Other countries such as Indonesia (2005) and Myanmar (2007) have seen huge increases in the price of fuel after the government could no longer afford the subsidies.
One way to reduce the demand for petrol is to reduce the subsidy (thereby raising the price at the pumps) and directing that money into enhanced public transport service. The government needs to accept that this decision, though unpopular at first, will be in the best interests of the people.
To make their point clear, the government should reduce the petrol subsidy by an amount of RM0.08 per litre, which would lead to an increased pump price of RM2.00 per litre. An 8 sen increase in the price of petrol (after the election, of course) would be much easier to accept than a 60 sen hike in 2 to 3 years time. The government should allocate the funds saved towards improving and enhancing public transportation.
There are many simple things that the government can do to enhance public transportation across the country, and these can be implemented quickly. An expanded Touch 'N' Go service, subsidies for bus operations, tax incentives on the purchase of monthly transit passes, and investment in funding of public transport authorities would make a huge difference for Malaysia.
The proposals here are relatively uninteresting and less glamorous than new LRT lines or monorails in every city that asks for one. The fact is that public transportation can be interesting and glamorous and inspiring. However, before that can all happen, there must be changes in the attitude of the government and the people.
It is good to think that improved public transportation is part of the solution to traffic congestion in Malaysia. However, many people do not speak out and demand better public transportation, and do not actually intend to use the improved public transportation.

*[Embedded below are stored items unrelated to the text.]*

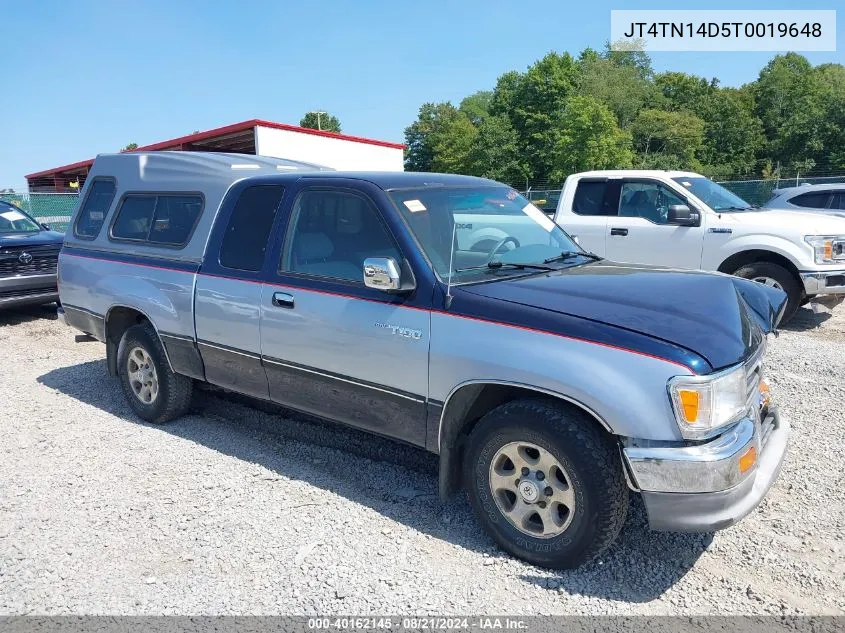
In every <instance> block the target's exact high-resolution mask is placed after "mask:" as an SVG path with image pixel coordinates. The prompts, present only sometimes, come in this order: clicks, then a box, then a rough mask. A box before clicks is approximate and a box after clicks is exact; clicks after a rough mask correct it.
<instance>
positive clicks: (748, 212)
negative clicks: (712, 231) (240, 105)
mask: <svg viewBox="0 0 845 633" xmlns="http://www.w3.org/2000/svg"><path fill="white" fill-rule="evenodd" d="M720 216H721V222H722V223H725V222H731V223H734V224H741V225H747V226H764V227H767V228H780V229H787V230H792V231H799V232H802V233H804V234H805V235H845V217H841V216H838V215H835V214H832V213H824V212H820V213H819V212H812V211H809V210H808V211H799V210H797V209H758V210H756V211H741V212H738V213H725V212H722V213H720Z"/></svg>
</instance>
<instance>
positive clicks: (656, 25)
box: [610, 10, 836, 51]
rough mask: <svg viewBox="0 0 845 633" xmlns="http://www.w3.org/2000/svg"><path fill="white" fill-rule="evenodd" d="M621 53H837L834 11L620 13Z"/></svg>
mask: <svg viewBox="0 0 845 633" xmlns="http://www.w3.org/2000/svg"><path fill="white" fill-rule="evenodd" d="M610 41H611V45H610V46H611V49H612V50H615V51H637V50H641V51H835V50H836V11H832V10H823V11H822V10H789V11H777V10H761V11H754V10H743V11H727V10H725V11H721V10H702V11H697V10H696V11H692V10H689V11H687V10H678V11H672V10H666V11H656V10H644V11H632V10H618V11H616V10H614V11H611V12H610Z"/></svg>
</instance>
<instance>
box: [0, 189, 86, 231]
mask: <svg viewBox="0 0 845 633" xmlns="http://www.w3.org/2000/svg"><path fill="white" fill-rule="evenodd" d="M0 200H3V201H5V202H8V203H9V204H13V205H15V206H16V207H18V208H20V209H22V210H23V211H26V212H27V213H28V214H29V215H31V216H32V217H34V218H35V219H36V220H38V221H39V222H41V223H42V224H49V225H50V228H51V229H53V230H54V231H59V232H61V233H64V232H65V230H67V225H68V223H69V222H70V216H71V215H73V210H74V209H75V208H76V202H77V201H78V200H79V194H76V193H0Z"/></svg>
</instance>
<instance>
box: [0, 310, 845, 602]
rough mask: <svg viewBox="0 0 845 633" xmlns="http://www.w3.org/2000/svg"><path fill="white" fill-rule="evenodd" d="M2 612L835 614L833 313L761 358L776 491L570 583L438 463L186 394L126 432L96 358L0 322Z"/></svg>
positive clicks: (837, 347) (1, 553) (236, 403)
mask: <svg viewBox="0 0 845 633" xmlns="http://www.w3.org/2000/svg"><path fill="white" fill-rule="evenodd" d="M0 349H2V350H3V352H4V354H3V356H4V367H5V371H4V379H3V380H2V382H0V420H2V421H3V423H4V427H5V431H4V438H3V440H2V443H0V444H2V446H0V613H5V614H9V613H14V614H30V613H34V614H176V613H179V614H236V613H237V614H327V613H345V614H385V613H387V614H390V613H393V614H396V613H400V614H411V613H424V612H429V613H467V614H472V613H476V614H479V613H512V614H537V613H539V614H597V613H602V614H648V615H657V614H685V615H689V614H725V613H746V614H804V613H810V614H822V613H824V614H837V613H838V614H841V613H845V553H844V552H843V548H845V537H843V531H844V528H845V476H843V463H845V461H844V460H843V453H845V425H843V422H842V420H841V419H840V415H839V413H838V411H839V409H840V408H841V403H842V402H843V400H845V378H843V376H845V306H842V307H840V308H838V309H837V310H835V311H834V312H833V313H828V312H824V313H822V314H813V313H811V312H810V311H809V310H806V309H802V311H801V313H800V316H799V318H798V319H797V320H796V321H795V322H794V323H793V325H791V326H790V329H789V330H786V331H783V332H782V333H781V335H780V337H779V338H777V339H773V340H772V342H771V344H770V346H769V355H768V361H767V366H768V370H767V371H768V375H769V379H770V382H771V384H772V391H773V393H774V397H775V399H776V401H778V402H779V403H780V405H781V409H782V411H783V413H784V414H785V415H787V416H789V418H790V419H791V421H792V424H793V429H794V431H793V433H794V434H793V439H792V442H791V446H790V450H789V455H788V458H787V462H786V464H785V466H784V470H783V472H782V474H781V476H780V479H779V480H778V482H777V483H776V484H775V486H774V488H773V489H772V490H771V491H770V493H769V495H768V497H767V498H766V500H765V501H764V502H763V504H762V506H761V507H760V509H759V510H757V511H756V512H754V513H753V514H752V515H751V516H749V517H748V518H747V519H745V520H744V521H743V522H741V523H740V524H739V525H737V526H735V527H733V528H730V529H728V530H725V531H722V532H718V533H716V534H715V535H682V534H661V533H652V532H649V531H647V530H646V525H645V516H644V513H643V510H642V506H641V505H640V504H639V502H638V498H637V497H636V496H633V498H632V503H633V508H632V512H631V516H630V518H629V521H628V523H627V525H626V527H625V529H624V531H623V533H622V535H621V538H620V539H619V541H618V543H617V544H616V545H615V546H614V547H613V548H612V549H611V550H609V551H608V552H606V553H605V554H604V555H603V556H602V557H601V558H600V559H599V560H596V561H594V562H592V563H590V564H589V565H588V566H586V567H584V568H582V569H579V570H576V571H572V572H560V573H558V572H551V571H548V570H542V569H538V568H535V567H532V566H530V565H527V564H524V563H522V562H519V561H517V560H514V559H512V558H510V557H508V556H507V555H505V554H504V553H503V552H501V551H499V550H498V549H496V548H495V546H494V545H493V544H492V542H491V541H490V540H488V539H487V538H486V537H485V536H484V535H483V534H482V533H481V531H480V528H479V526H478V525H477V524H476V522H475V520H474V518H473V517H472V515H471V514H470V512H469V510H468V508H467V506H466V499H465V498H464V497H463V496H459V497H457V498H456V499H454V500H452V501H451V502H450V503H449V504H447V505H442V504H441V503H440V502H439V501H438V500H437V497H436V477H435V461H434V459H433V458H432V457H431V456H429V455H427V454H425V453H423V452H420V451H417V450H415V449H411V448H408V447H404V446H401V445H397V444H394V443H392V442H390V441H388V440H384V439H379V438H376V437H372V436H369V435H366V434H363V433H359V432H357V431H353V430H348V429H343V428H339V427H335V426H333V425H329V424H325V423H320V422H316V421H309V420H306V419H303V418H301V417H297V418H296V419H292V418H291V417H290V415H289V414H285V413H284V412H280V411H278V410H275V409H273V408H272V407H268V406H267V405H264V406H261V407H259V408H255V407H252V406H247V405H246V404H244V402H243V401H242V400H240V399H236V398H232V397H229V396H223V395H221V394H216V393H214V392H210V391H201V392H200V393H198V394H197V397H196V399H195V406H194V409H193V411H192V412H191V414H190V415H188V416H186V417H185V418H183V419H181V420H179V421H177V422H175V423H171V424H169V425H166V426H163V427H156V426H151V425H148V424H144V423H141V422H139V421H138V419H136V418H134V417H133V416H132V414H131V412H130V410H129V408H128V406H127V405H126V404H125V403H124V399H123V395H122V394H121V392H120V389H119V387H118V384H117V382H116V380H113V379H111V378H110V377H109V376H108V375H107V373H106V369H105V361H104V352H105V348H104V346H103V345H101V344H99V343H91V342H88V343H75V342H74V331H73V330H70V329H67V328H64V327H62V326H60V325H59V324H58V322H57V321H55V318H54V315H52V314H51V312H50V311H49V310H48V309H41V308H38V309H33V310H27V311H18V312H7V313H3V314H2V315H0Z"/></svg>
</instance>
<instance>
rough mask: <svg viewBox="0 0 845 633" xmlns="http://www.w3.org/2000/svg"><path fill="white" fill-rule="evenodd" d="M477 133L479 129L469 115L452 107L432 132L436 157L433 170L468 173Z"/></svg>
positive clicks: (440, 171)
mask: <svg viewBox="0 0 845 633" xmlns="http://www.w3.org/2000/svg"><path fill="white" fill-rule="evenodd" d="M477 134H478V130H477V129H476V127H475V126H474V125H473V124H472V121H470V120H469V117H468V116H467V115H466V114H464V113H463V112H461V111H460V110H458V109H456V108H452V109H451V110H450V111H449V112H448V114H447V116H446V117H444V119H443V120H442V121H441V122H440V125H438V126H437V127H436V128H435V129H434V131H433V132H432V135H431V144H432V148H433V149H434V159H433V160H432V163H431V170H432V171H436V172H445V173H449V174H462V173H466V172H467V170H468V168H469V154H470V151H472V146H473V143H474V142H475V137H476V136H477Z"/></svg>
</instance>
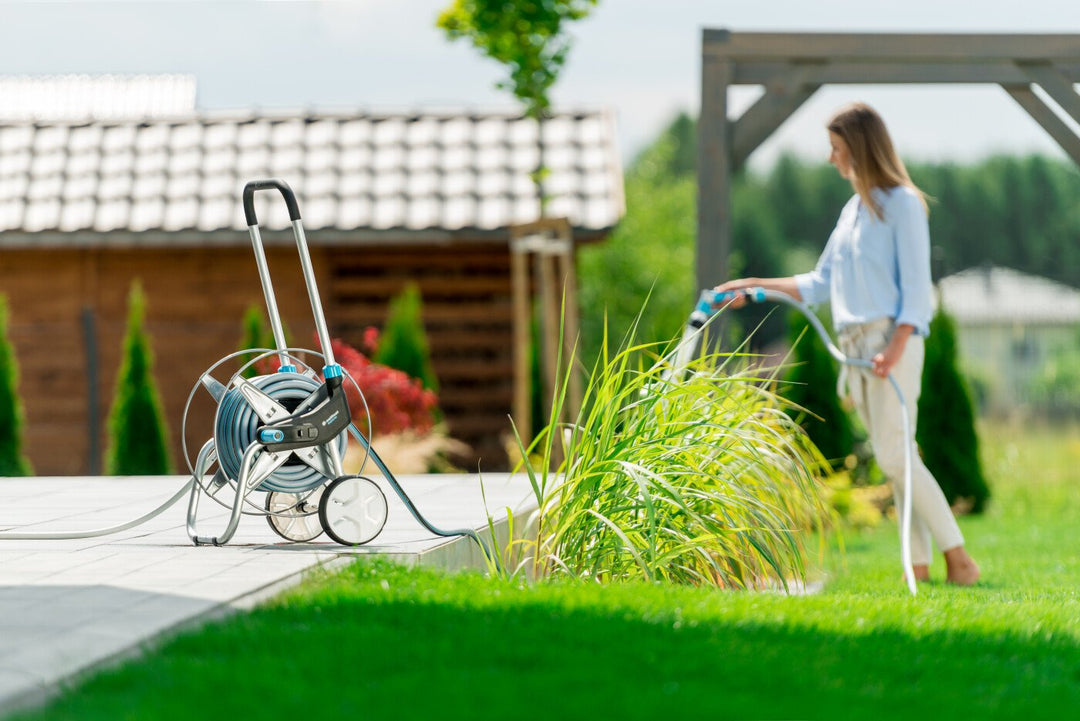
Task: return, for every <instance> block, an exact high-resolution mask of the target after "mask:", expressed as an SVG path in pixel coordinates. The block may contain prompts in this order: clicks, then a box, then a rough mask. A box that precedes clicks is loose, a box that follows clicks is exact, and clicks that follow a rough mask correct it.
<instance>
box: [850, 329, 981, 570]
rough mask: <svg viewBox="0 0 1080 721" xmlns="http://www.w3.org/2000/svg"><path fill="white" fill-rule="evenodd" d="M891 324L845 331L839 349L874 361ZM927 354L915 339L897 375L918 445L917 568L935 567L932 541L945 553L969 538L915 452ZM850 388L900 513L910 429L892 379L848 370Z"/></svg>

They are missing the point. We can only have inspiring, glamorous, interesting and effective public transportation if there are changes at the government level. Once the government makes the necessary changes, creates a national public transportation strategy and a National Public Transportation Department, then we will finally be on track to a great future.
MOAZ YUSUF AHMAD, a regular user of public transport, is deeply concerned that government plans to encourage the use of public transport will ultimately fail because of poor planning and lack of support from the public.